Patient Confidentiality

Herndon Pharmacy protects the confidentiality of your health information as required by law and our internal policies and procedures. This notice explains your rights, our legal duties and our privacy practices. We are required to follow the terms of this Notice and provide individuals with such a notice of our legal duties and privacy practices. We reserve the right to change our practices and this Notice and to make the new Notice effective for all information we maintain. Upon request, we will provide any revised Notice to you.

Your Health Information Rights

THIS NOTICE DESCRIBES HOW MEDICAL INFORMATION ABOUT YOU MAY BE USED AND DISCLOSED AND HOW YOU CAN GET ACCESS TO THIS INFORMATION. PLEASE REVIEW IT CAREFULLY.

For Prescription Healthcare
We will use and disclose information about you for treatment. Information obtained by the pharmacist will be used to dispense prescription medications to you. We will document in your record, information related to the medications dispensed to you and services provided to you. We may contact you to provide refill reminders or information about treatment alternatives or other health-related benefits and services that may be of interest to you.

We will use and disclose information about you for payment. We will contact your insurer or pharmacy benefit manager to determine whether it will pay for your prescriptions and the amount of your co-payment. We will bill you or a third party payor for the cost of prescription medications dispensed to you. The billing may include information that identifies you, as well as the prescriptions you are taking.

Business associates: There are some services provided by us through contracts with business associates such as Pacific Pharmacy Computers, who we provide limited information, so they can perform electronic claims processing. To protect the information about you, we require the business associate to appropriately safeguard the information.

Food and Drug Administration (FDA): We may disclose to the FDA, information relative to adverse events with respect to drugs, foods, supplements, products and product defects, or post marketing surveillance information to enable product recalls, repairs or replacement.

Fundraising: We may contact you regarding certain special event notifications.

Correctional institution: If you become incarcerated, we may disclose information to the institution or it’s agents when necessary for your health or the health and safety of others.

As Permitted or Required by Law
Information about you may be used or disclosed to regulatory agencies, such as during audits, investigations and inspections, as necessary for licensure or other proceedings; for administrative or judicial proceedings; to public health authorities; or to law enforcement officials, such as to comply with a court order or subpoena, and to report victims of abuse, neglect or domestic violence.

Authorization
Other uses and disclosures of protected health information will be made only with your written permission, unless otherwise permitted or required by law.
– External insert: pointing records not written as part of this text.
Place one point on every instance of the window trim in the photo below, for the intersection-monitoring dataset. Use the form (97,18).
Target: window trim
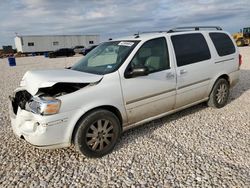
(167,48)
(215,46)
(204,37)
(31,44)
You may revoke this authorization, at any time, in writing. We will then stop using your information for that purpose. However, if we have already used your information based on your authorization, you cannot take back your agreement for those past situations.

Your Rights

Under regulations that are in effect as of April 2003, you will have additional rights over your health information. Under the new rules, you will have the right to:

  • Request a restriction on certain uses and disclosures of information. We are not required to agree to those restrictions.
  • Send us a written request to see or get a copy of information that Herndon Pharmacy has about you, for as long as we maintain the information. The patient records usually will include prescription and billing records. We may deny your request in certain limited circumstances. If you are denied access to your information, you may request that the denial be reviewed.
  • Request an amendment of information that we maintain, that you feel is incomplete or inaccurate. You may request an amendment for as long as we maintain the information. In certain cases, we may deny your request for amendment. If we deny your request, you have the right to file a statement of disagreement with the decision and we may give a rebuttal to your statement. If we did not create the information, we will refer you to the source, such as your physician or treatment center.
  • Receive an accounting of our disclosures of your information. You have the right to receive an accounting of the disclosures we have made about you after April 14, 2003, for most purposes other than treatment, payment, or health care operations. The accounting will exclude certain disclosures, such as disclosures made directly to you, disclosures to authorize, disclosures to friends or family members involved in your care and disclosures for notification purposes. The right to receive an accounting is subject to certain other exceptions, restrictions and limitations. In your request, please specify the time period, but it may not be longer than six years. The first accounting you request within a 12 month period will be free of charge. You may be charged for the cost of providing additional accountings. We will notify you of any cost involved and you may choose to withdraw or modify your request at that time.

For More Information or to Report a Problem
If you have questions, would like any of the information referenced above or any other information about Herndon Pharmacy’s privacy practices, you may contact Linda Tayian Hurst, Pharm.D. If you believe your privacy rights have been violated, you can file a complaint with Linda Tayian Hurst, Pharm. D. Please be assured, there will be no retaliation for filing a complaint.

Effective Date
This notice is effective as of April 14, 2003.